Riportiamo l'intervista di Davide Silvera, pubblicata su Il Riformista di mercoledì 29 ottobre 2003.Gerusalemme. Amram Mitzna, che lo scorso gennaio era a capo del Partito Laburista quando le elezioni furono stravinte dal Likud di Ariel Sharon, è oggi
uno dei firmatari - nonché dei più attivi promotori - della cosiddetta Pace di Ginevra. A pochi giorni dall’attentato all’insediamento di Netzarim, nella
Striscia di Gaza (dove un commando misto Hamas-Jihad ha assassinato tre soldati israeliani, tra cui due soldatesse) gli abbiamo chiesto quali sono le sue posizioni sul Muro e sulle infuocate polemiche che in questi giorni sconvolgono il paese dopo l’ultimo attentato, tanto infuocate che il fondo del quotidiano Haaretz di lunedì scorso si intitolava: «Fuori da Gaza». Forse non tutti si aspettano che un rappresentante della sinistra come Mitzna, un pacifista al di sopra di ogni sospetto, sia favorevole al Muro. Ma benché con molti e significativi distinguo, l’ex leader laburista lo è. «Certamente non
sono d’accordo al progetto di Muro che sta costruendo il governo. Sharon lo fa passare ben al di là di quelli che erano i confini del 1967. La destra vuole inglobare, e sta inglobando, villaggi e terre palestinesi». A Ginevra, sottolinea Mitzna, del Muro di Sharon non si è parlato, «anche se nelle carte firmate da noi e dai palestinesi si dice che, una volta raggiunto l’accordo, lungo i confini stabiliti potranno esserci tutti i sistemi di difesa, compreso
un muro». In sostanza, il problema non è nelle caratteristiche del Muro, «che va benissimo», ma nel suo tracciato. In linea con questa impostazione, Mitzna
sottolinea un rischio ulteriore: che il Muro sharoniano possa essere un’arma della destra usata anche nella politica israeliana. Infatti, secondo alcuni analisti, il piano del primo ministro sarebbe duplice: da un lato guadagnare
tempo fino alle prossime elezioni politiche, che si svolgeranno, (se non interverrà una crisi politica ad imporne l’anticipo) nel lontano 2007; dall’altro quello di presentarsi al prossimo appuntamento elettorale proponendo
agli elettori israeliani che il tracciato del muro - per quella data completamente terminato - diventi il confine definitivo tra lo Stato ebraico e lo Stato palestinese. Un confine che in molti punti passerebbe più ad est, e
quindi all’interno dei territori occupati, rispetto a quello del 1967. Non tenendo assolutamente conto delle richieste basilari dei palestinesi.

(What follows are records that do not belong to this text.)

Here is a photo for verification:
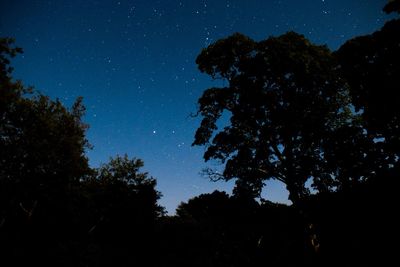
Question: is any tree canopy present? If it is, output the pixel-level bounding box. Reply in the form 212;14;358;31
193;32;351;203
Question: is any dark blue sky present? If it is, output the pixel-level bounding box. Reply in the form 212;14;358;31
0;0;389;212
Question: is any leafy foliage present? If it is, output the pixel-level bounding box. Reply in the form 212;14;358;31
193;32;351;203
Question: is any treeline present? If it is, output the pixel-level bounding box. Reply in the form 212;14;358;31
0;1;400;266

Dalle prospettive all’attualità, il colloquio con Mitzna passa dalla Cisgiordania a Gaza. Haaretz chiede di andarsene dalla Striscia, idea che era contenuta proprio nel programma elettorale dell’ex generale. «Sí. Qualora il mio partito avesse vinto le elezioni mi sarei impegnato a ritirare l’esercito dalla Striscia di Gaza entro un anno. E allora portai come esempio proprio l’insediamento di Netzarim per descrivere l’assurdità del nostro stare lì». Mitzna si riferisce al fatto che la colonia israeliana si trova immersa in una zona completamente palestinese, il che richiede una protezione massiccia e continua da parte dell’esercito. Oggi però, dopo che a Netzarim sono stati uccisim tre soldati, la proposta di ritiro da Gaza si scontra
con reazioni del tipo: "Ma è proprio quello che vogliono i terroristi, equivale
a dargliela vinta". Un’obiezione che Mitzna non condivide affatto. «Stare a Netzarim non ha alcun senso, e non so quale leader abbia il coraggio di guardare negli occhi un padre o una madre che hanno perso un figlio o una figlia, quando è chiaro a tutti che quell’insediamento è solo una pedina di scambio. Allora io chiedo, i nostri figli sono anch’essi pedine da scambiare?».
Mitzna è convinto della svolta rappresentata dal documento di Ginevra, che egli ritiene essere «perfino piú importante della dichiarazione di Indipendenza
del 1948, poichè allora si trattò di un’azione unilaterale riconosciuta solo da pochi paesi del mondo». Ma allo stesso tempo ci tiene a precisare «che sarà un processo lungo», e che «non ci si deve aspettare risultati immediati». Tantomeno bisogna illudere il pubblico che tutto si possa sistemare in breve tempo: «La battaglia per la pace è solo agli inizi, e ci vorrà un duro lavoro perché la gente, da entrambe le parti, comprenda e accetti l’accordo».